The result is if you try to create a snapshot of disk 0's snapshot 0 and it fails then disk 0 snapshot 0 is deleted, while the new snapshot (disk 0 snapshot 1, which refers to disk 0 snapshot 0) is left alone being broken all by itself
I'm really not sure how this was ever expected to work.
Associated revisions
bug #4048: Removed snap_cmd_rollback to prevent VM disk corruption
bug #4048: Removed snap_cmd_rollback to prevent VM disk corruption
(cherry picked from commit bcf061f1ec4a068fd1e42d49882dfe4ce017ef5e)
bug #4048: take out TM ROLLBACK from snap create
bug #4048: take out TM ROLLBACK from snap create
(cherry picked from commit a35b4d483c1abb6e1c40aa8f1f72d407152be16b)
History
#1 Updated by Ruben S. Montero over 5 years ago
- Category set to Drivers - Storage
- Status changed from Pending to New
- Assignee set to Javi Fontan
- Target version set to Release 4.14.2
Hi Roy,
Thanks for the feedback. This may escape the integration tests. The reason is that each driver handles the snap_id logic in a different way.
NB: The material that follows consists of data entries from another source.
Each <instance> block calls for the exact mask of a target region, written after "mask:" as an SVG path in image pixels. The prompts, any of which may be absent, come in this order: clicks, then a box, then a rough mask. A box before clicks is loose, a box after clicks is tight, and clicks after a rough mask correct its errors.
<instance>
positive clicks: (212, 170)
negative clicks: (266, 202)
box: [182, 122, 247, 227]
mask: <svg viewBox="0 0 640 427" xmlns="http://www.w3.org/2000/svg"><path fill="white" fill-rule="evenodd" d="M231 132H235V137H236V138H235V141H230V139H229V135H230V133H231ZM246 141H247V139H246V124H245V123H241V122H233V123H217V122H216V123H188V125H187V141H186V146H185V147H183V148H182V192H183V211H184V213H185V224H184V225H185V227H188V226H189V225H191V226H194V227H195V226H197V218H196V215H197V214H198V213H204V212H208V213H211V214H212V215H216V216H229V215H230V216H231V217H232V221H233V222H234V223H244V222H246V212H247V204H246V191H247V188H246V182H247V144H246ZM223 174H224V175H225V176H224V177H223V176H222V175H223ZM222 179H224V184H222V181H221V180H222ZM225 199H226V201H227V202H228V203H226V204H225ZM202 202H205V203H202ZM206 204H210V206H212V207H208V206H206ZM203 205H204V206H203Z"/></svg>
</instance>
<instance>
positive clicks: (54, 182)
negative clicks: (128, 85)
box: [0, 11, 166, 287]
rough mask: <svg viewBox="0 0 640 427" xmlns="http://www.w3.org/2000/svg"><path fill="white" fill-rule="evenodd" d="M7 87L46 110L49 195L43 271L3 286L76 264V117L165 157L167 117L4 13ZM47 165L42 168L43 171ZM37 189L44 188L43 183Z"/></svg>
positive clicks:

Just to confirm, are you using the qcow2 drivers?
Cheers
#2 Updated by Roy Keene over 5 years ago
Yes, this was observed specifically in the qcow2 driver -- however the Transfer Manager always sends the SNAP_DELETE for the same snap_id as was sent for the SNAP_CREATE, without any way for SNAP_DELETE to know what SNAP_CREATE did (since at the time SNAP_DELETE is constructed, SNAP_CREATE has not been run yet).
#3 Updated by Ruben S. Montero over 5 years ago
- Assignee changed from Javi Fontan to Ruben S. Montero
#4 Updated by Ruben S. Montero over 5 years ago
- Status changed from New to Closed
- Resolution set to fixed
Remove the rollback operation from core. The rollback operation must be addressed in the snap_create operation as there are multiple possible failure points that may need different rollback operations.